Michael’d had sex with other people before Alex so it probably didn’t mean as much to him as it meant to Alex. But maybe it meant something? Michael’s golden-brown eyes held a depth of feeling that scared Alex, even as he craved everything they seemed to promise him, if only he were brave enough to take it.
He couldn’t bring himself to get off Michael’s lap right away. And Michael seemed in no great hurry, either, trailing his fingers over Alex’s skin and pressing the occasional kiss to his jaw or the corner of his mouth.
They were reluctantly getting dressed when both their phones started ringing at once. They exchanged a wary look, Michael answering his phone a beat after Alex answered his.
“Hey Liz, yeah of course I’m fine, I just—what?”
“Max. What’s up? What? What the hell are you—”
Then: “Are you serious?” they yelped in unison.
“I’ll see you soon, yeah. Bye.”
“And what about Iz? Okay. Later, bro.”
They hung up.
“What the fuck,” Michael said.
“Totally wild.” Alex shook his head. “D’you think anyone else noticed we weren’t there? Probably not, right?”
“Well, I think we had a much better morning than they did,” Michael said, and Alex certainly couldn’t disagree. He let Michael crowd him up against the side of the truck and they kissed a while longer before they started home.

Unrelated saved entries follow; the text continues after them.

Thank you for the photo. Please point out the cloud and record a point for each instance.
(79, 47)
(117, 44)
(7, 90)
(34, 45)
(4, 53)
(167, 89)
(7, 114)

Isobel hustled out of the Spanish classroom the second the lockdown was lifted. What a stupid waste of a morning, with everyone spazzing out over a little ice? God, Roswell was such a joke.
She spotted Rosa waiting for her across the street and strolled over, tossing her hair over her shoulder as she went.
“Well that backfired,” Rosa said grumpily, linking arms with her and rapidly towing her away from campus.
“I tried to spring you out of finals,” Rosa explained, and that was when Isobel noticed the bundle of dark clothing tucked under her arm. “I thought they’d, like, evacuate the school if there was a bomb scare. And we could’ve gone for a drive in the desert or something cool like that. But their dumb asses went all intruder-lockdown instead.”
Isobel stopped in her tracks. “What the actual fuck?” she exclaimed. “Rosa, what if you’d been caught? Or Sheriff Valenti could’ve shot you, or— Are you completely psycho?”
Rosa scowled. “Whatever. I’m sorry for trying to like, give you a free pass on your exams. Jesus Christ.”
Isobel laughed delightedly. “I can’t believe you’re for real,” she said, squeezing Rosa’s arm. “That is like so fucked up.”
“Well, I’m pretty fucked up,” Rosa said, and she smiled.